Donato di Niccolo di Betta Bardi was born in Florence around 1386 AD and died there around 1466, having a productive eighty-year life chipping away at stone, marble, and other rocks. The emotion and expressivity of his work made him the greatest of Renaissance sculptors; the artist Vasari wrote of his work, “There is a marvelous suggestion of life bursting out of the stone.”

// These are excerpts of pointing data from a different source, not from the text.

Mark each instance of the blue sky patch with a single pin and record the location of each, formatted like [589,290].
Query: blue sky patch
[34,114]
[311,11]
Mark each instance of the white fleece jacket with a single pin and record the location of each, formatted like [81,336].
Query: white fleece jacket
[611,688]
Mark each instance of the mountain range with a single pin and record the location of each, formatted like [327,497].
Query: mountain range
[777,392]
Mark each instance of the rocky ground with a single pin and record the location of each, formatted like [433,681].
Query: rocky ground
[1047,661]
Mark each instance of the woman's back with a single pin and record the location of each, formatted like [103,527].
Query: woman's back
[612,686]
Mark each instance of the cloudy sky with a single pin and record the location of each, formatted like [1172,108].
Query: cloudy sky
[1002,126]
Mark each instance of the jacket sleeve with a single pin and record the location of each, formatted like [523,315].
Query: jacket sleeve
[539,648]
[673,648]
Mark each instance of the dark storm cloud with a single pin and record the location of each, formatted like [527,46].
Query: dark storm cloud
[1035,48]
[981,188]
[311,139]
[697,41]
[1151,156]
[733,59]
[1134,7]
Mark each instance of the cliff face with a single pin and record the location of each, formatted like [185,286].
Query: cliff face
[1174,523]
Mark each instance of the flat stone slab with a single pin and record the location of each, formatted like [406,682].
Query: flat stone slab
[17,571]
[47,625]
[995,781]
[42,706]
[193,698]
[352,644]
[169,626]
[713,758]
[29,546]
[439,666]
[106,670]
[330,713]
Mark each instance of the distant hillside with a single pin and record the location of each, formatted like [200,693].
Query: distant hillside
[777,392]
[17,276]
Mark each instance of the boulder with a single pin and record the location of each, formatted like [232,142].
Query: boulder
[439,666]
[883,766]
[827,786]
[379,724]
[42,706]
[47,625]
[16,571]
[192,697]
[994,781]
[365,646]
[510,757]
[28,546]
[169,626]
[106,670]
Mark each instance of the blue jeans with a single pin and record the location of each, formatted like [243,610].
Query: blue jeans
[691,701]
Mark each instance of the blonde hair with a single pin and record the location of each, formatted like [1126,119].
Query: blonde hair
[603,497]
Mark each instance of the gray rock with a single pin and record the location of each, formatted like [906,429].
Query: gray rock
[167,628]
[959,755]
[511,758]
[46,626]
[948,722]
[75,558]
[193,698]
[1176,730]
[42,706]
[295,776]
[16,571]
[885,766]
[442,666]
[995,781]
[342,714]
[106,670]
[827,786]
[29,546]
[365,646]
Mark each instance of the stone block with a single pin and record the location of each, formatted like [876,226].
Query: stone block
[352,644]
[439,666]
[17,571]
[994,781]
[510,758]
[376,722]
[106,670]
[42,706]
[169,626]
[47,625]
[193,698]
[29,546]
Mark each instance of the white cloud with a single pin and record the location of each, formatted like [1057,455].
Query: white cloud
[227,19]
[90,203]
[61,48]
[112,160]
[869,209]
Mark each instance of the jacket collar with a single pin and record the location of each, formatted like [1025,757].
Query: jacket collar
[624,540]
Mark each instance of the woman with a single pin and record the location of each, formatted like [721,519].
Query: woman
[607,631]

Son of a craftsman, Donatello was educated in the home of the Martelli banking family, who happened to be patrons of the arts. In 1403 he apprenticed with the metalsmith and sculptor Lorenzo Ghiberti, helping him craft the statues of prophets for the Baptistery of the Florence Cathedral, There are accounts that Donatello and the artist Brunelleschi struck up a friendship and the two travelled south to excavate the ancient ruins around Rome. Whatever the truth of that, there is no denying that Donatello incorporated classic styles in his subsequent carvings. Over the following couple decades, he completed some of the great masterpieces of the Renaissance: the marble 'Saint George,' the colossal 'Saint John the Evangelist,' the infamous bronze nude 'David,' and the bronze relief 'Feast of Herod.'
From 1443 through 1453, Donatello kept chipping away in Padua, creating the monumental sculpted altarpiece for the Santo and the equestrian statue of the commander Gattamelata. He spent his last years in Florence, mostly on commissions for the de Medici. He completed, for instance, the haunting 'Magdalene Penitent' for the convent at Santa Maria di Cestello, intended to provide comfort and inspiration to the repentant prostitutes the convent took in. His work influenced chiselers, notably Michelangelo, for centuries … although his reputation for crafting imposing, large-than-life figures was unmatched. Donatello died of unknown causes, and his last, unfinished piece was completed by his apprentice Bertoldo di Giovanni.